These data represent avian point count surveys conducted at 453 point sample survey locations on the 24,000 (approx) live-fire region of Fort Hood in central Texas. Surveys were conducted by independent double observers (2 per survey occasion) and as such we had a maximum of 3 paired survey histories, giving a maximum of 6 sample occasions (see MacKenzie et al. 2006, MacKenzie and Royle 2005, and Laake et al. 2011 for various sample survey design details). At each point, we surveyed for 5 minutes (technically broken into 3 time intervals of 2, 2, and 1 minutes; not used here) and we noted detections by each observer and collected distance to each observation within a set of distance bins (0-50, 50-100m; Laake et al. 2011) of the target species (Golden-cheeked warblers in this case) for each surveyor. Our primary focus was to use mark-recapture distance sampling methods to estimate density of Golden-cheeked warblers, and to estimate detection rates for the mark-recapture, distance, and composite model.
Format
The format is a data frame with the following covariate metrics.
- VisitNumber
Visit number to the point
- Species
Species designation, either Golden-cheeked warbler (GW) or Black-capped Vireo (BV)
- Distance
Distance measure, which is either NA (representing no detection), or the median of the binned detection distances
- PairNumber
ID value indicating which observers were paired for that sampling occasion
- Observer
Observer ID, either primary(1), or secondary (2)
- Detected
Detection of a bird, either 1 = detected, or 0 = not detected
- Date
Date of survey since 15 March 2011, numeric value
- Pred
Predicted occupancy value for that survey hexagon based on Farrell et al. (2013)
- Category
Region.Label categorization, see R package
mrds
help file for details on data structure- Effort
Amount of survey effort at the point
- Day
Number of days since 15 March 2011, numeric value
- ObjectID
Unique ID for each paired observations
Details
In addition to detailing the analysis used by Collier et al.

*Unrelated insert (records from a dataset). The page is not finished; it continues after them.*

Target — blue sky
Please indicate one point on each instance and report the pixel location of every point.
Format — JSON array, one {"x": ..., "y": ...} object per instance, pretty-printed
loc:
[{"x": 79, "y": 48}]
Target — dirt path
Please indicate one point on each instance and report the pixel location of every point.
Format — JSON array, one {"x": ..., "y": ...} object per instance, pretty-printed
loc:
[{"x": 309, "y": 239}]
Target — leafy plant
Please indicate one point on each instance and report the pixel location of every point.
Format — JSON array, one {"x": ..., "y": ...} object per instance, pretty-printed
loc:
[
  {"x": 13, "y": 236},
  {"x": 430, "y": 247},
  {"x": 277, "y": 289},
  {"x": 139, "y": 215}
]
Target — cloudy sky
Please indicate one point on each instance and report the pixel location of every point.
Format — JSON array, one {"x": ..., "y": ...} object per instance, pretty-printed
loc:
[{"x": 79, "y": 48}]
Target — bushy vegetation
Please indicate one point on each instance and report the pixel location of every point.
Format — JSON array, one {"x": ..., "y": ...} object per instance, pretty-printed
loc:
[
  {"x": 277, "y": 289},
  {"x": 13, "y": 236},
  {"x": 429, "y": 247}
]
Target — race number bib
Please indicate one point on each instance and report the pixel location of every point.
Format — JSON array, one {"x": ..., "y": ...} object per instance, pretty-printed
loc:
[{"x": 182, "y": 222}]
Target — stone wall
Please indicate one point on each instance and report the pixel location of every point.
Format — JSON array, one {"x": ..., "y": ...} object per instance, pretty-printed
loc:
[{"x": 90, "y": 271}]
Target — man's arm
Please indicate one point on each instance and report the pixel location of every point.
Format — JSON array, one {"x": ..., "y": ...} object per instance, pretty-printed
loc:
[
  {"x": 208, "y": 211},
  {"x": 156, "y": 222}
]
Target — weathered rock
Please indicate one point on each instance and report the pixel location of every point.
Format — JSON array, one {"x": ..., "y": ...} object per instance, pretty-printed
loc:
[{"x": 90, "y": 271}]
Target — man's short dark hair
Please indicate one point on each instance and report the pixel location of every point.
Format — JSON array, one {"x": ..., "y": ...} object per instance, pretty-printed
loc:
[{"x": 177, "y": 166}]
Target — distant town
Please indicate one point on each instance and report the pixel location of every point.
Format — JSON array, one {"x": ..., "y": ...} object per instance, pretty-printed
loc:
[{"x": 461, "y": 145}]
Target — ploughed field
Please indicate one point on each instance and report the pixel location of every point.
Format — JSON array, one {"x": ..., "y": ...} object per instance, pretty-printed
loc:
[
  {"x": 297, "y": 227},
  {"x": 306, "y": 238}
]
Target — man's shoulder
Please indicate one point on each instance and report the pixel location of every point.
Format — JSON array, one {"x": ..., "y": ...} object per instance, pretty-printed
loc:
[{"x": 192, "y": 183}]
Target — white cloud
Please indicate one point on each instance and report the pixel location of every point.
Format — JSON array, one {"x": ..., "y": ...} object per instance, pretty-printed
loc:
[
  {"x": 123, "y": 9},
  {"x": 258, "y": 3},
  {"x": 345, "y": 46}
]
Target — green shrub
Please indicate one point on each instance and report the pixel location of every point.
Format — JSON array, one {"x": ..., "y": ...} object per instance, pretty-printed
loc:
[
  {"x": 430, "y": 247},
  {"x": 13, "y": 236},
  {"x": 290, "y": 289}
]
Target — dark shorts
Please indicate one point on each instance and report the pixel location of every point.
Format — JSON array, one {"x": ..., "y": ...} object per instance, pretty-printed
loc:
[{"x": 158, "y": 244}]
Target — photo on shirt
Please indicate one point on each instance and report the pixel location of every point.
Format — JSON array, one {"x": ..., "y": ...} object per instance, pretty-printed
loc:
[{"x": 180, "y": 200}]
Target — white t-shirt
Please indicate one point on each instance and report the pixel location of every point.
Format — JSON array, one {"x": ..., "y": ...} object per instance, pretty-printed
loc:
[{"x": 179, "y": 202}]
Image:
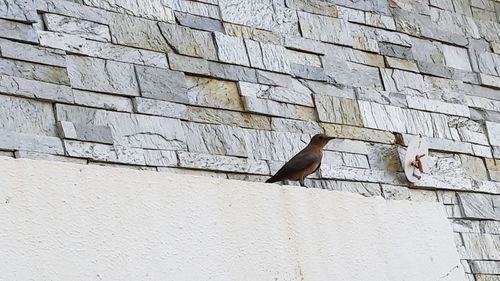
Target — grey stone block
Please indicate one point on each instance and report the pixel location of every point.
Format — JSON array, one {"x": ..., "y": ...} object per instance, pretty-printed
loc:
[
  {"x": 188, "y": 64},
  {"x": 226, "y": 117},
  {"x": 99, "y": 100},
  {"x": 137, "y": 32},
  {"x": 313, "y": 27},
  {"x": 197, "y": 22},
  {"x": 129, "y": 130},
  {"x": 104, "y": 152},
  {"x": 19, "y": 51},
  {"x": 394, "y": 50},
  {"x": 20, "y": 141},
  {"x": 69, "y": 25},
  {"x": 190, "y": 42},
  {"x": 314, "y": 7},
  {"x": 222, "y": 163},
  {"x": 308, "y": 72},
  {"x": 18, "y": 31},
  {"x": 162, "y": 84},
  {"x": 26, "y": 116},
  {"x": 32, "y": 71},
  {"x": 232, "y": 72},
  {"x": 215, "y": 139},
  {"x": 102, "y": 76},
  {"x": 231, "y": 49},
  {"x": 35, "y": 89},
  {"x": 160, "y": 108},
  {"x": 18, "y": 10},
  {"x": 213, "y": 93},
  {"x": 337, "y": 110},
  {"x": 260, "y": 14},
  {"x": 152, "y": 10},
  {"x": 78, "y": 45}
]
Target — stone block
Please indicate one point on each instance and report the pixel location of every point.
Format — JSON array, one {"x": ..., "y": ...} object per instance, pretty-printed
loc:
[
  {"x": 83, "y": 132},
  {"x": 276, "y": 146},
  {"x": 75, "y": 10},
  {"x": 402, "y": 64},
  {"x": 104, "y": 152},
  {"x": 489, "y": 80},
  {"x": 393, "y": 50},
  {"x": 79, "y": 45},
  {"x": 280, "y": 94},
  {"x": 69, "y": 25},
  {"x": 262, "y": 14},
  {"x": 152, "y": 10},
  {"x": 437, "y": 106},
  {"x": 337, "y": 110},
  {"x": 314, "y": 7},
  {"x": 18, "y": 31},
  {"x": 162, "y": 84},
  {"x": 313, "y": 27},
  {"x": 213, "y": 93},
  {"x": 35, "y": 89},
  {"x": 215, "y": 139},
  {"x": 32, "y": 71},
  {"x": 246, "y": 32},
  {"x": 231, "y": 49},
  {"x": 18, "y": 10},
  {"x": 268, "y": 56},
  {"x": 232, "y": 72},
  {"x": 99, "y": 100},
  {"x": 358, "y": 133},
  {"x": 381, "y": 21},
  {"x": 197, "y": 22},
  {"x": 20, "y": 141},
  {"x": 26, "y": 52},
  {"x": 129, "y": 130},
  {"x": 222, "y": 163},
  {"x": 102, "y": 76},
  {"x": 199, "y": 8},
  {"x": 295, "y": 126},
  {"x": 188, "y": 64},
  {"x": 482, "y": 246},
  {"x": 160, "y": 158},
  {"x": 137, "y": 32},
  {"x": 26, "y": 116},
  {"x": 305, "y": 44},
  {"x": 160, "y": 108},
  {"x": 226, "y": 117},
  {"x": 190, "y": 42},
  {"x": 493, "y": 130}
]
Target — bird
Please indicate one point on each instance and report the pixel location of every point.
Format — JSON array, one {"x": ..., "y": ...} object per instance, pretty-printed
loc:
[{"x": 304, "y": 163}]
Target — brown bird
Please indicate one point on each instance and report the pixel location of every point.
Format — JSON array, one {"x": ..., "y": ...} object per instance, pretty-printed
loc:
[{"x": 306, "y": 162}]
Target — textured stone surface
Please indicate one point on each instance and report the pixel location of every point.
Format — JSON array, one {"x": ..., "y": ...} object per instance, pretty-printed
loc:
[
  {"x": 102, "y": 76},
  {"x": 80, "y": 45},
  {"x": 86, "y": 29},
  {"x": 189, "y": 42},
  {"x": 162, "y": 84},
  {"x": 145, "y": 34},
  {"x": 18, "y": 31},
  {"x": 14, "y": 50},
  {"x": 313, "y": 26}
]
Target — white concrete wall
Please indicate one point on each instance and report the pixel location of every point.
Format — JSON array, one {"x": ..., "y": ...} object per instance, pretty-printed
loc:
[{"x": 61, "y": 221}]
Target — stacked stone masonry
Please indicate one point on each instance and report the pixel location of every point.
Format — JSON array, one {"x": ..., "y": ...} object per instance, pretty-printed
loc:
[{"x": 232, "y": 89}]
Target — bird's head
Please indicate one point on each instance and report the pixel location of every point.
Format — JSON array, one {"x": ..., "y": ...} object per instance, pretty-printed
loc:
[{"x": 320, "y": 140}]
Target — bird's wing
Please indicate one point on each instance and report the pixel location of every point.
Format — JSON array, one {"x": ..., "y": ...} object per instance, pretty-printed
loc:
[{"x": 298, "y": 163}]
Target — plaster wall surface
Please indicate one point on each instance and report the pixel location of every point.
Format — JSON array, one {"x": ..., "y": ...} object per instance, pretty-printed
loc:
[{"x": 61, "y": 221}]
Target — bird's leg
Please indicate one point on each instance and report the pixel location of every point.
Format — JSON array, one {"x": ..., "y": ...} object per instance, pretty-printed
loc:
[{"x": 301, "y": 181}]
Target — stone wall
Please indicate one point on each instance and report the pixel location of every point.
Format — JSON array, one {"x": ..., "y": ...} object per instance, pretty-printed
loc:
[{"x": 233, "y": 88}]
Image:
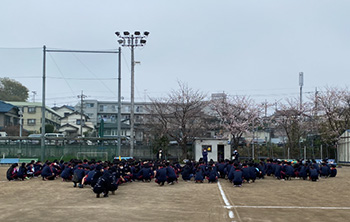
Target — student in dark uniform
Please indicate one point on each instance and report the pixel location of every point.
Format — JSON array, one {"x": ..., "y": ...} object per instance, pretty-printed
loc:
[
  {"x": 246, "y": 173},
  {"x": 22, "y": 172},
  {"x": 67, "y": 173},
  {"x": 187, "y": 172},
  {"x": 324, "y": 170},
  {"x": 303, "y": 171},
  {"x": 48, "y": 172},
  {"x": 103, "y": 182},
  {"x": 237, "y": 177},
  {"x": 11, "y": 173},
  {"x": 170, "y": 173},
  {"x": 199, "y": 177},
  {"x": 213, "y": 175},
  {"x": 289, "y": 171},
  {"x": 313, "y": 174},
  {"x": 160, "y": 175},
  {"x": 205, "y": 156},
  {"x": 78, "y": 176},
  {"x": 252, "y": 172},
  {"x": 160, "y": 154},
  {"x": 37, "y": 168},
  {"x": 333, "y": 171},
  {"x": 145, "y": 173}
]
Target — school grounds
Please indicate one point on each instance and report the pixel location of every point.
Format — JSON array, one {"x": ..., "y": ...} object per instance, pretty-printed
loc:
[{"x": 265, "y": 200}]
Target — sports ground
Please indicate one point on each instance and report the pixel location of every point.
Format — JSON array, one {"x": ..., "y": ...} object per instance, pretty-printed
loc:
[{"x": 265, "y": 200}]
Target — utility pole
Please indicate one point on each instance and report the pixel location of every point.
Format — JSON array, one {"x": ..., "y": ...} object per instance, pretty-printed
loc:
[
  {"x": 301, "y": 83},
  {"x": 81, "y": 96},
  {"x": 34, "y": 94},
  {"x": 132, "y": 40}
]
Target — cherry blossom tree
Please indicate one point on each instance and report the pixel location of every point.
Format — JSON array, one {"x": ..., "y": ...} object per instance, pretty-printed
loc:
[
  {"x": 180, "y": 116},
  {"x": 237, "y": 115},
  {"x": 334, "y": 113}
]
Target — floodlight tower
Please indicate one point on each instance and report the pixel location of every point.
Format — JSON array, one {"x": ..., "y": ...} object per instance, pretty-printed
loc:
[
  {"x": 132, "y": 40},
  {"x": 301, "y": 83}
]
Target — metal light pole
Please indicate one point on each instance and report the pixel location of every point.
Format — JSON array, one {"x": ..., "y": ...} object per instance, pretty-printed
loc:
[
  {"x": 132, "y": 40},
  {"x": 301, "y": 83}
]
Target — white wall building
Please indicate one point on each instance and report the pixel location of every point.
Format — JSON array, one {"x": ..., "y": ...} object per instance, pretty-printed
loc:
[{"x": 219, "y": 148}]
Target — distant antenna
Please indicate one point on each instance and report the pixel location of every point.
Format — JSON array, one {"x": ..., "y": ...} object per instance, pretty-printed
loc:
[
  {"x": 34, "y": 94},
  {"x": 301, "y": 83}
]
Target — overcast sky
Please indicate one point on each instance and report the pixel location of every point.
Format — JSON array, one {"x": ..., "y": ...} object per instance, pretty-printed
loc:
[{"x": 254, "y": 48}]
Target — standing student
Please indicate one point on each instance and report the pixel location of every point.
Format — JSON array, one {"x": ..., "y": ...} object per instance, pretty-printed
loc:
[
  {"x": 213, "y": 175},
  {"x": 145, "y": 173},
  {"x": 160, "y": 155},
  {"x": 199, "y": 177},
  {"x": 170, "y": 173},
  {"x": 237, "y": 177},
  {"x": 289, "y": 171},
  {"x": 187, "y": 172},
  {"x": 205, "y": 156},
  {"x": 103, "y": 182},
  {"x": 333, "y": 171}
]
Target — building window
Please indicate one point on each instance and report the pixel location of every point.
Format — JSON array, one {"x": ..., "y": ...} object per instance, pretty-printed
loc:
[
  {"x": 102, "y": 108},
  {"x": 78, "y": 122},
  {"x": 31, "y": 121},
  {"x": 31, "y": 110},
  {"x": 139, "y": 109}
]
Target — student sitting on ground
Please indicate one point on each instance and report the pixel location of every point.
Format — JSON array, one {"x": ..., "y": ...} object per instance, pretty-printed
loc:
[
  {"x": 48, "y": 172},
  {"x": 22, "y": 172},
  {"x": 170, "y": 173},
  {"x": 12, "y": 172},
  {"x": 333, "y": 171},
  {"x": 313, "y": 174},
  {"x": 78, "y": 176},
  {"x": 160, "y": 175}
]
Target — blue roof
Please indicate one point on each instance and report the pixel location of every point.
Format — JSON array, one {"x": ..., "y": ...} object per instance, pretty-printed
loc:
[{"x": 5, "y": 107}]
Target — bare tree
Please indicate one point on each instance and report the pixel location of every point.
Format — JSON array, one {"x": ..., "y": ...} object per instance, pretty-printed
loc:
[
  {"x": 295, "y": 121},
  {"x": 237, "y": 115},
  {"x": 180, "y": 116},
  {"x": 334, "y": 106}
]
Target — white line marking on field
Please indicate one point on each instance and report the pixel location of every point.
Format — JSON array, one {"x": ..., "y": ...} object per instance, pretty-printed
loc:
[
  {"x": 230, "y": 214},
  {"x": 227, "y": 203},
  {"x": 293, "y": 207}
]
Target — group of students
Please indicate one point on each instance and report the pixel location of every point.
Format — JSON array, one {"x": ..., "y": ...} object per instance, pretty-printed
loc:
[
  {"x": 102, "y": 177},
  {"x": 248, "y": 171},
  {"x": 105, "y": 177}
]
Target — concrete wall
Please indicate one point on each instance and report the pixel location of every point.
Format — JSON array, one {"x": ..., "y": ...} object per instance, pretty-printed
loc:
[
  {"x": 214, "y": 143},
  {"x": 344, "y": 148}
]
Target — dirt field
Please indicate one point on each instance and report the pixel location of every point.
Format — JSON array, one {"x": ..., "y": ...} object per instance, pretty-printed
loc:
[{"x": 264, "y": 200}]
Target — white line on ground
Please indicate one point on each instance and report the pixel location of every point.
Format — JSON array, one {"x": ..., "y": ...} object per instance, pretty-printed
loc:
[
  {"x": 290, "y": 207},
  {"x": 227, "y": 203},
  {"x": 230, "y": 214}
]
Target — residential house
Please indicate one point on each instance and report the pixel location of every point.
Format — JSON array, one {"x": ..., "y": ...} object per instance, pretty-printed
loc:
[
  {"x": 108, "y": 111},
  {"x": 9, "y": 115},
  {"x": 32, "y": 116},
  {"x": 74, "y": 124}
]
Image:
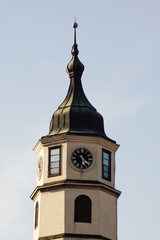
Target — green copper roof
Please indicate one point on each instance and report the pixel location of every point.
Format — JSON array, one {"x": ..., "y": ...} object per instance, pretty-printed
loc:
[{"x": 76, "y": 115}]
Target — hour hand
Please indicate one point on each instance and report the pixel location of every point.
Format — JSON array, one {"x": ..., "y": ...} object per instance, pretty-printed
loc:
[{"x": 83, "y": 160}]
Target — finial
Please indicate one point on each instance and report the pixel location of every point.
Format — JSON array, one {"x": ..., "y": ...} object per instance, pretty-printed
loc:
[{"x": 74, "y": 25}]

(2013, In Review), this example documents the use of mrds
for avian
point count surveys and shows how density models can be incorporated with
occupancy models to develop spatially explicit density surface maps. For
those that are interested, for the distance sampling portion of our
analysis, we used both conventional distance sampling (cds
) and
multiple covariate distance sampling (mcds
) with uniform and
half-normal key functions. For the mark-recapture portion of our analysis,
we tended to use covariates for distance (median bin width), observer, and
date of survey (days since 15 March 2011).
We combined our mrds
density estimates via a Horvitz-Thompson styled
estimator with the resource selection function gradient developed in Farrell
et al. (2013) and estimated density on an ~3.14ha hexagonal grid across our
study area, which provided a density gradient for Fort Hood. Because there
was considerable data manipulation needed for each analysis to structure the
data appropriately for use in mrds
, rather than wrap each analysis in
a single function, we have provided both the Golden-cheeked warbler and
Black-capped vireo analyses in their full detail. The primary differences
you will see will be changes to model structures and model outputs between
the two species.
References
Farrell, S.F., B.A. Collier, K.L. Skow, A.M. Long, A.J. Campomizzi, M.L. Morrison, B. Hays, and R.N. Wilkins. 2013. Using LiDAR-derived structural vegetation characteristics to develop high-resolution, small-scale, species distribution models for conservation planning. Ecosphere 43(3): 42. http://dx.doi.org/10.1890/ES12-000352.1
Laake, J.L., B.A. Collier, M.L. Morrison, and R.N. Wilkins. 2011. Point-based mark recapture distance sampling. Journal of Agricultural, Biological and Environmental Statistics 16: 389-408.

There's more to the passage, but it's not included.